What does “statutory” bar mean?

A “statutory” bar is something a veteran cannot usually overcome to qualify for health benefits with the VA. It is an act the veteran engaged in while in the military, which probably resulted in the veteran’s discharge. Some examples of statutory bars are:

  • If the veteran was a conscientious objectorrefused to serve, wear the uniform, or comply with lawful orders from a competent military authority
  • Discharged by a sentence of a general court-martial
  • The officer resigned for “the good of the service.”
  • Desertion.

See M21-1MR, Part III, Subpart v, Chapt. 1, Section B and 38 C.F.R. 3.12(d) for the list of other statutory bars.

What does “regulatory” bar mean?

A “regulatory” bar results in “under other than honorable conditions,” bad conduct, or dishonorable discharges.  It is an act the person engaged in while in the military which most likely resulted in the person’s discharge from the military.  Some examples of regulatory bars are:

  • Mutiny or spying
  • An offense of moral turpitude (usually a conviction for a felony)
  • Accepting an undesirable discharge to escape a trial by general court-martial
  • Willful and persistent misconduct

There are several more regulatory bars.  Please see M21-1MR, Part III, Subpart v, Chapt. 1, Section B and 38 C.F.R. 3.12(d) for the list of other regulatory bars. 

How does a veteran begin the process of a character of discharge determination by the VA?

No form says “application for character of discharge determination.”  However, the process is straightforward. The applicant requests medical treatment in person at a local VA medical hospital or clinic by filing a VA Form 10-10EZ. The person can also apply for these health benefits online using the VA website, print and fill out the forms manually and apply by mail, or apply over the telephone.

The person can also apply for these benefits if the applicant chooses to file a claim for compensation or pension at a VA regional office. This article does not discuss this process.

Once the application for health benefits is filed with the VA, what happens?

The VA investigates the person’s military records and makes a determination regarding the person’s character of discharge. Sometimes the facts are not written in the record regarding a discharge characterization. However, the VA is not always bound to the service department records. The VA examines all of the circumstances surrounding the discharge and evidence presented to it, including the evidence provided by the person.
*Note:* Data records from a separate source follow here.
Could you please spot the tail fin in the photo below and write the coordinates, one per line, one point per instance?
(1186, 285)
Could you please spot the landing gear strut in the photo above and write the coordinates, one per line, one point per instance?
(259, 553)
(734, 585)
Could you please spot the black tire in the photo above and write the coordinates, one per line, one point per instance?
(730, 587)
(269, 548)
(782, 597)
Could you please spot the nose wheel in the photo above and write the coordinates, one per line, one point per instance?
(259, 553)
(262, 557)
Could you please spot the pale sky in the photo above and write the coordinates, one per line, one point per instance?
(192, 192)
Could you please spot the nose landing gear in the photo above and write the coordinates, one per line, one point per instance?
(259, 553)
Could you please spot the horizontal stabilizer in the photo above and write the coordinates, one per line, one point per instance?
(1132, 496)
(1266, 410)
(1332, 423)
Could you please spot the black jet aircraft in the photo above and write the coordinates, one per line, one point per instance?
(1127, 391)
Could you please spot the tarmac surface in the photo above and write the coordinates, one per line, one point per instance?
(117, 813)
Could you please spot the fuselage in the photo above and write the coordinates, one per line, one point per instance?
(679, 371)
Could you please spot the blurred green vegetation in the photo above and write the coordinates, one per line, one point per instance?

Usually, the VA will send a letter to the applicant requesting additional evidence. The person can also request a hearing to present further evidence or to provide statements that have to do with the discharge.
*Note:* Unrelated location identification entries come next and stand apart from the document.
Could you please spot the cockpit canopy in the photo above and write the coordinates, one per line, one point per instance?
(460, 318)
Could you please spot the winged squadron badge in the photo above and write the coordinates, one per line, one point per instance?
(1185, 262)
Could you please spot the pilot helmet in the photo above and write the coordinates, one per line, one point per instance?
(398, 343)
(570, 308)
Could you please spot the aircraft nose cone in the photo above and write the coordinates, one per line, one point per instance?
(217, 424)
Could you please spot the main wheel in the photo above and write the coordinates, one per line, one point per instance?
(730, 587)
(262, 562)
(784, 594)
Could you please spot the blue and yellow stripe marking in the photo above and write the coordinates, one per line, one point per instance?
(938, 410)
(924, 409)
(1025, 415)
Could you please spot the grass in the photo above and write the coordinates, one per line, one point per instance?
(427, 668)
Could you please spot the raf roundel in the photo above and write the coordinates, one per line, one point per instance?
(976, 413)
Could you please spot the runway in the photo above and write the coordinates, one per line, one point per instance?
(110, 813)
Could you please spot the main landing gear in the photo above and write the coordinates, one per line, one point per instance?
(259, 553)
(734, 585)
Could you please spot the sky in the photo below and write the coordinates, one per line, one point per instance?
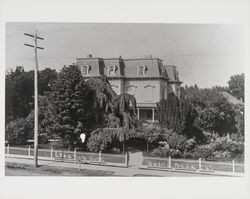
(205, 54)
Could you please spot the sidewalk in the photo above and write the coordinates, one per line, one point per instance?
(118, 171)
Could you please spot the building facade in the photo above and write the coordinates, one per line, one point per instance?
(147, 79)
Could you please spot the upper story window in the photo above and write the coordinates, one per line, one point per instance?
(112, 70)
(85, 70)
(141, 70)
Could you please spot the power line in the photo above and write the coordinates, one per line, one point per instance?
(36, 93)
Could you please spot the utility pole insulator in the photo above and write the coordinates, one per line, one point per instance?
(36, 94)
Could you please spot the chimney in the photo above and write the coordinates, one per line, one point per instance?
(148, 56)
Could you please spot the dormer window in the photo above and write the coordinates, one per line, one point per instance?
(112, 70)
(141, 70)
(85, 70)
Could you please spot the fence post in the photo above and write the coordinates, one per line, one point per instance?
(199, 164)
(75, 154)
(126, 159)
(29, 151)
(233, 164)
(51, 152)
(8, 149)
(169, 161)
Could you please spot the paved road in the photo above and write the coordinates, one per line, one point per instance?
(117, 171)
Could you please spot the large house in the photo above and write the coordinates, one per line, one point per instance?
(145, 78)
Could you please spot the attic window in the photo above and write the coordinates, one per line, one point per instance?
(85, 70)
(111, 70)
(141, 70)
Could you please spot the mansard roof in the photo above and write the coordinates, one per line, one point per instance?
(128, 68)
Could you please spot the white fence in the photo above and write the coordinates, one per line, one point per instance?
(192, 165)
(122, 160)
(69, 156)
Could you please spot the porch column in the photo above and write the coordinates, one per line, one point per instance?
(153, 114)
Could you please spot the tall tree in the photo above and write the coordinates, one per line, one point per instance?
(70, 96)
(236, 86)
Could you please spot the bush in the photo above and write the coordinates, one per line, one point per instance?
(99, 140)
(201, 151)
(175, 141)
(17, 132)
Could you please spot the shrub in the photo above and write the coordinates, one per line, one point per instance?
(99, 140)
(17, 132)
(202, 151)
(166, 152)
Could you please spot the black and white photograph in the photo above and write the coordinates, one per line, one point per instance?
(102, 99)
(124, 99)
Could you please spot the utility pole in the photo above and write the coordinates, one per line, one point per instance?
(35, 94)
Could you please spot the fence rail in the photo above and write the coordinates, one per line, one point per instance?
(70, 156)
(192, 165)
(122, 160)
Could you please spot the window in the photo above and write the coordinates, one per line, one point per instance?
(141, 70)
(149, 93)
(149, 115)
(131, 89)
(111, 70)
(85, 70)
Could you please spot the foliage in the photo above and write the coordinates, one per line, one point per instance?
(219, 117)
(17, 132)
(99, 140)
(236, 86)
(175, 114)
(70, 97)
(20, 91)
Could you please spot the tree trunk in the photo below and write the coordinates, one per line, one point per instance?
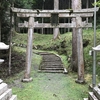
(27, 77)
(74, 40)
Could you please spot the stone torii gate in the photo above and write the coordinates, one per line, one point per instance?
(77, 14)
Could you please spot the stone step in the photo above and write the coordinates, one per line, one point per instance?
(6, 95)
(14, 97)
(59, 68)
(51, 71)
(92, 96)
(1, 61)
(3, 46)
(51, 59)
(3, 88)
(96, 91)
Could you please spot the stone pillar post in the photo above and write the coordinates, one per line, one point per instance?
(27, 77)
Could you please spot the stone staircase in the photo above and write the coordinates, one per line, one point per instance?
(95, 95)
(51, 63)
(5, 92)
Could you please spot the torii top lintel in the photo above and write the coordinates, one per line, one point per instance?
(47, 13)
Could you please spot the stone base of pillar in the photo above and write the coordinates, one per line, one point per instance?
(27, 80)
(91, 86)
(80, 81)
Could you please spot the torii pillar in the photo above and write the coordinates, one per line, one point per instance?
(27, 77)
(56, 30)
What can the VA decide and how does it affect the applying veteran?

The VA may decide the person is “honorable” for the purpose of granting the requested VA health benefits once it has examined all of the evidence in its possession. Health benefits may be granted as long as there are no statutory or regulatory bars. This favorable finding does not upgrade the discharge characterization of the person’s separation from the military. The VA gives the veteran notice of its findings in writing. 

See M21-1, Part III, Subpart v, 1.B.4.a, and b.
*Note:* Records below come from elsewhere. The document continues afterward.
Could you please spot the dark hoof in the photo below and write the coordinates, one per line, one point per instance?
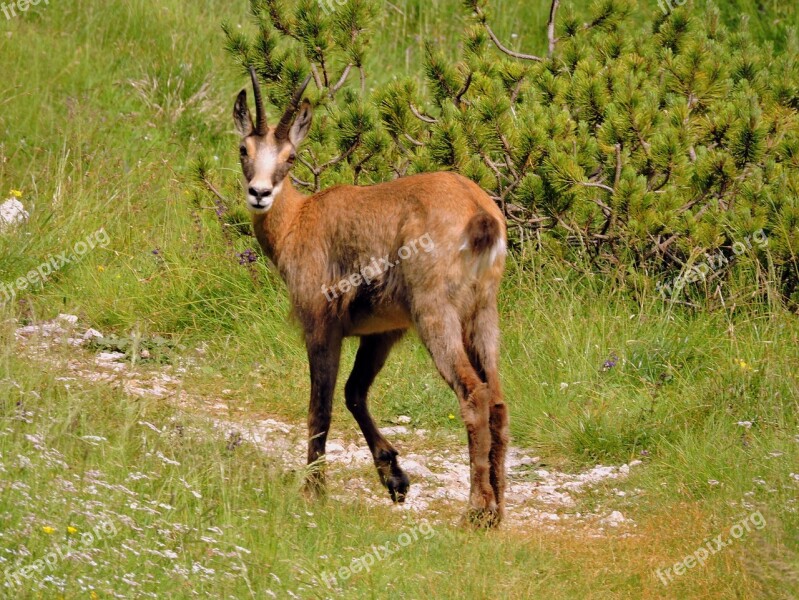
(398, 485)
(314, 488)
(394, 478)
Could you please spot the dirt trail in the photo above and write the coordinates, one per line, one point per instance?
(536, 498)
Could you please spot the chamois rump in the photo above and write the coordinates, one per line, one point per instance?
(449, 294)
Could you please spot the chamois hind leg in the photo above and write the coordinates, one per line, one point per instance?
(481, 338)
(371, 357)
(442, 334)
(324, 353)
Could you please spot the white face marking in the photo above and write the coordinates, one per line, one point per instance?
(264, 169)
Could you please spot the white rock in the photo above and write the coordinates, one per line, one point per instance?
(417, 469)
(614, 519)
(12, 212)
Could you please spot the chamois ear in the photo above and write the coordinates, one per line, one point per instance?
(302, 124)
(241, 115)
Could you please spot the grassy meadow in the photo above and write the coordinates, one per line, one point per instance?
(104, 109)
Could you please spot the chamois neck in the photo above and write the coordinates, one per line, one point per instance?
(273, 227)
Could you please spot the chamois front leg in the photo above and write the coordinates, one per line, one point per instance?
(324, 353)
(370, 359)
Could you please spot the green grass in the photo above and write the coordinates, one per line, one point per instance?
(103, 110)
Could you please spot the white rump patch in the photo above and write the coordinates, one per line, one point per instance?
(480, 263)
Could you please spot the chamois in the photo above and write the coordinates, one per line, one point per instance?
(326, 246)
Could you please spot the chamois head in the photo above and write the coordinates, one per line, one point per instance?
(268, 153)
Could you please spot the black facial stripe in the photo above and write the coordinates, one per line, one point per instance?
(281, 172)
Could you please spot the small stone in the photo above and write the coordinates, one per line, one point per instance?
(614, 519)
(12, 212)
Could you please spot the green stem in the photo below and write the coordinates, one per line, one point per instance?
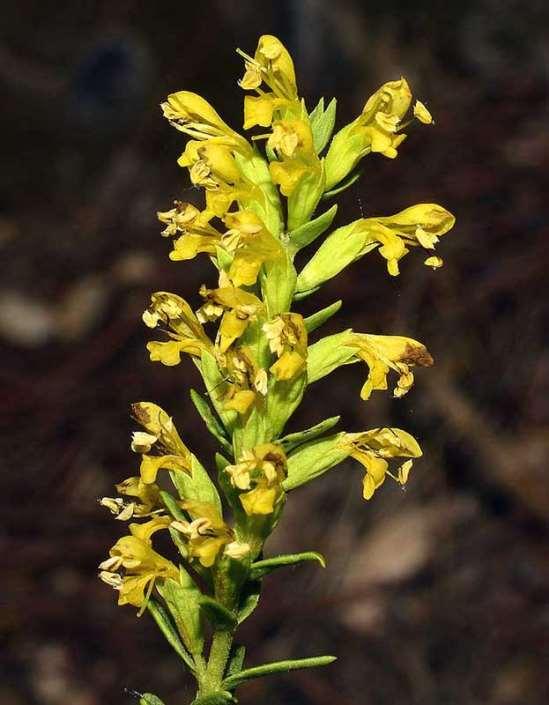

Can the veteran apply for a discharge upgrade with the Discharge Review Board or Board for Corrections of Military/Naval Records while applying for a characterization of discharge from the VA?

Yes! If the discharge upgrade is successful, the decision is binding on the Department of Veteran Affairs. If the upgrade is honorable or general, even if there were statutory or regulatory bars before the person’s discharge upgrade, the VA must accept the upgradeto honorable or generaland provide health benefits.

See M21-1, Part III, Subpart v, 1.B.6.d.

What if the person applying for VA health benefits was a victim of Military Sexual Trauma but has a less than honorable discharge?

In most cases, victims of Military Sexual Trauma, regardless of discharge characterization, are entitled to mental health and physical healthcare relating to the trauma. See the VA’s Military Sexual Trauma Counseling and Mental Health pages for more information.

Can a person appeal the VA’s decision if they are unhappy with it?

Yes. The person can appeal to the Board of Veterans Appeals through a Notice of Disagreement.